Tüm dosya kapsamına göre, davacı her ne kadar davaya konu konutun müsadereye konu alanda kaldığını belirtiyor ise de, müsadere tutanağı ve diğer bilgilerden … blokta yan yana bulunan konutlardan 4 ve
3 nolu konutun müsadere edildiği, davacının konutunun ise en içte kaldığı ve dolayısıyla …
sahasına uzak olduğu ve ayrıca davacının konutuna nazaran … sahasına
yakın konumdaki yan komşusu olan 2 nolu konutun yaptırılarak oturulduğu yerinde
görülmekle davacının … bloktaki 1 nolu villasının, oturumu tam tespit edilemeyen 170
m2’lik … sahası içerisinde kalmadığı kanaatine varıldığı, müsadereye konu olan konutların bile hali hazırda kullanılır olduğu, davacının villasındaki imalatlarda zamanla oluşan ve tespit
edilen zararların; villanın tamamen korumasız bırakılması ve
kullanılmamasından kaynaklanması nedeniyle oluştuğu ve davalı kooperatifin bu konuda ayıplı imalatı bulunmadığı, davalı kooperatif üyelerinin 2009 yılında çekilen kuralar sonucunda
kendilerine tahsis edilen konutlarda oturmaya başladığının sabit olduğu, 17.02.2014 tarihli müsadere tutanağında ise ; “Ankara ili … ilçesi Asliye Ceza Mahkemesinin … Esasında görülen
davanın kesinleşen mahkeme kararım uygulamak üzere, Ankara … İşletme
Müdürlüğünün 07/02/2014 tarih ve 242276 sayılı yazılan ile kurulan komisyonumuzca
müsadere edilecek yapı sahiplerine de haber verilerek 07/02/2014 tarihinde müsadere
konusu yere gidilmişti.
Ancak Ankara … İşletme Şefliğınce verilmiş olan (1) bir aylık sürenin, kooperatif
yöneticileri tarafından kendisine geç tebliğ edildiğini belirten … yapının
boşaltılabilmesi için (10) on gün ek süre istemiş ve Komisyonumuzca uygun görülerek
17/02/2014 tarihine kadar ek. süre verilmişti Bu sebeple 17/02/2014 tarihinde S.S … Yapı Kooperatifi Yetkilileri ve Yapı Sahipleri
ile birlikte, müsadere edilecek yapının olduğu yere gelindi. Burada yapılan incelemede her iki
yapının tamamen boş, dış kapılan ve pencerelerinin takılı olduğu görülmüş olup müsadereye
konu 170.00 m2 lik saha içerisindeki yapılar ve anahtarları teslim alınarak, kapı ve
pencereleri kilitlenip, giriş kapılan mühürlenmek suretiyle Müsadere Kararı yerine getirilmiştir.” denildiği ve bahse konu mahkumiyet ve müsadere kararından sonra; davalı kooperatif tarafından,
… alanına tecavüzlü inşa edildiği tespit edilen … bloğun bir kısmının …

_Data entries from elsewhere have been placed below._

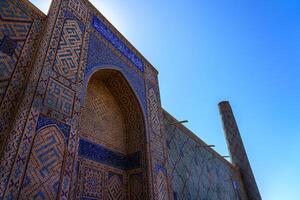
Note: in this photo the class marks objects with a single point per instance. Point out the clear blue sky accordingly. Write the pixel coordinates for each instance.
(247, 52)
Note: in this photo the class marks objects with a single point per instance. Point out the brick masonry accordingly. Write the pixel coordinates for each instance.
(81, 116)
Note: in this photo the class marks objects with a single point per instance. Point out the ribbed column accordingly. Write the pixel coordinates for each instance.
(237, 150)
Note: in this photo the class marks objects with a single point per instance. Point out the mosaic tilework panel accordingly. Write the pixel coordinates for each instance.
(136, 186)
(59, 97)
(102, 117)
(44, 121)
(100, 154)
(111, 113)
(115, 187)
(79, 9)
(98, 181)
(14, 28)
(93, 183)
(117, 43)
(69, 50)
(195, 172)
(237, 150)
(101, 56)
(42, 177)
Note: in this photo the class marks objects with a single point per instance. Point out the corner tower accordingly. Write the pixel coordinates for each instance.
(237, 150)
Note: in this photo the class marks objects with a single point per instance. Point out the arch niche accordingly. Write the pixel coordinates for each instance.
(111, 153)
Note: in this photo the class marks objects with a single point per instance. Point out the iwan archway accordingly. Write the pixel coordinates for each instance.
(111, 153)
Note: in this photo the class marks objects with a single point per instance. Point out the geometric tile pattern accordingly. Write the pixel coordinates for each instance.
(98, 181)
(79, 9)
(100, 55)
(157, 137)
(42, 177)
(8, 45)
(59, 97)
(162, 187)
(102, 117)
(196, 172)
(136, 186)
(93, 183)
(100, 154)
(111, 114)
(237, 150)
(117, 43)
(14, 27)
(20, 26)
(68, 52)
(115, 187)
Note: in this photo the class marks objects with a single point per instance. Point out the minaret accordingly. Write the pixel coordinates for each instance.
(237, 150)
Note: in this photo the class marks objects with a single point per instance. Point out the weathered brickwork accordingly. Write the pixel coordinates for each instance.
(196, 171)
(237, 150)
(81, 116)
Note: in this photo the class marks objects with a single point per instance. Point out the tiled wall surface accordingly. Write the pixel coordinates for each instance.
(63, 138)
(196, 172)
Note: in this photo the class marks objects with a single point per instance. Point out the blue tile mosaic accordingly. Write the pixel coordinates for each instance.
(100, 56)
(117, 43)
(106, 156)
(46, 121)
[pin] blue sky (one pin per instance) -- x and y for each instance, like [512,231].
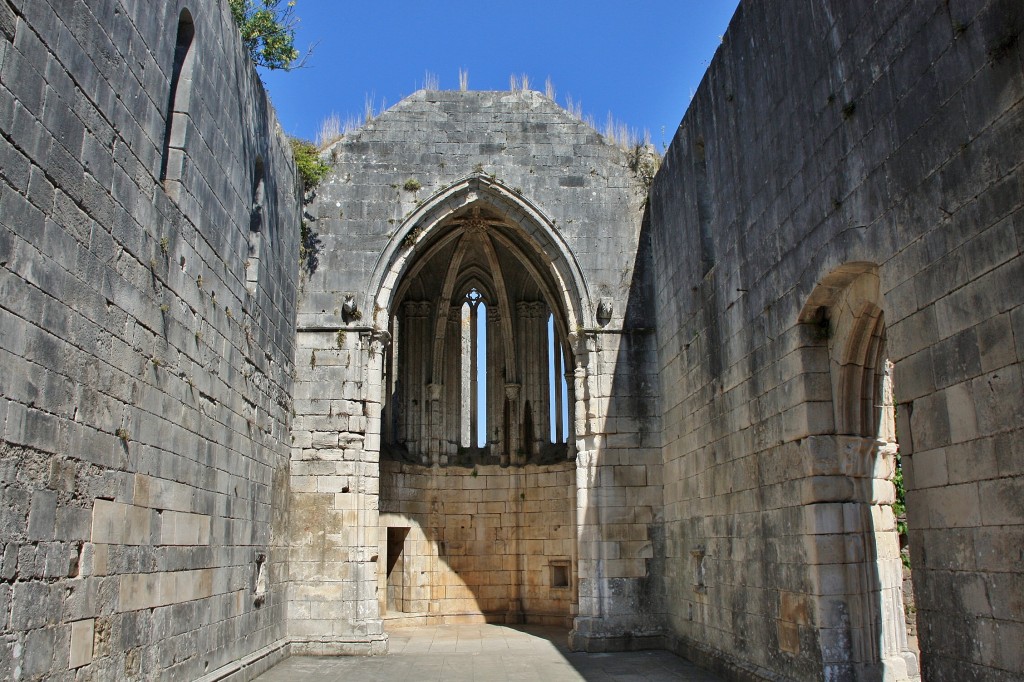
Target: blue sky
[641,60]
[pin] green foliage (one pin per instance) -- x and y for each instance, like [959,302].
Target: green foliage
[309,248]
[899,507]
[311,168]
[267,29]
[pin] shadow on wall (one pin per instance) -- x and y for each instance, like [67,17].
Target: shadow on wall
[489,544]
[622,542]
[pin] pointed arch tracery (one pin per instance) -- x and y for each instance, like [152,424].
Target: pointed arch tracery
[473,249]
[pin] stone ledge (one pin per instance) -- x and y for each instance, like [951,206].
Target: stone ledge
[719,662]
[374,645]
[252,666]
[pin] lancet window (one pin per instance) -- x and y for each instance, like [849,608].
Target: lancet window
[477,366]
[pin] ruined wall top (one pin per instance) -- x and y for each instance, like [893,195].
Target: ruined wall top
[580,184]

sınırından çıkarılması isteğiyle dava dışı … Genel Müdürlüğü başvuru yapıldığı,
yapılan başvuru sonucunda … haritasının 29.06.2015 tarihinde düzeltilerek …
bloğun … alanına tecavüzlü kısımlarının … sınırından çıkarılması sağlanmış
ise de, dava dışı bakanlık tarafından … Sulh Ceza Mahkemesi’nin 14.02.2012
tarih ve 2011/472 E-2012/82 K. sayılı kararıyla verilen müsadere kararı kaldırılmadığı
sürece, bahse konu müsadere kararı gereğince tesis edilen mühürleme işleminin
kaldırılmasının mümkün olmadığının belirtilmesi üzerine, bu kez davalı kooperatif
tarafından “yargılamanın yenilenmesi” isteğiyle … Sulh Ceza Mahkemesi’ne
başvuru yapıldığı, ancak T.C. … (Ankara) 2. Asliye Ceza Mahkemesinin
20.11.2015 tarih ve 2015/707 E. 2015/537 sayılı kararı ile Yargılamanın yenilenmesi
talebinin kabule değer olmadığına ve infazın geri bırakılmasına veya durdurulmasına
yönelik istemin reddine karar verildiği, anlaşılmaktadır.
Dava konusu davacıya ait 1 nolu taşınmazın da yer aldığı … blokta 170
m2lik alanın … sahası içerisinde kalması nedeniyle müsadere edildiği sabit ise de, davacıya ait 1 nolu konutun, müsadere
kapsamında kalmadığı ve müsadere edilmediği açıktır.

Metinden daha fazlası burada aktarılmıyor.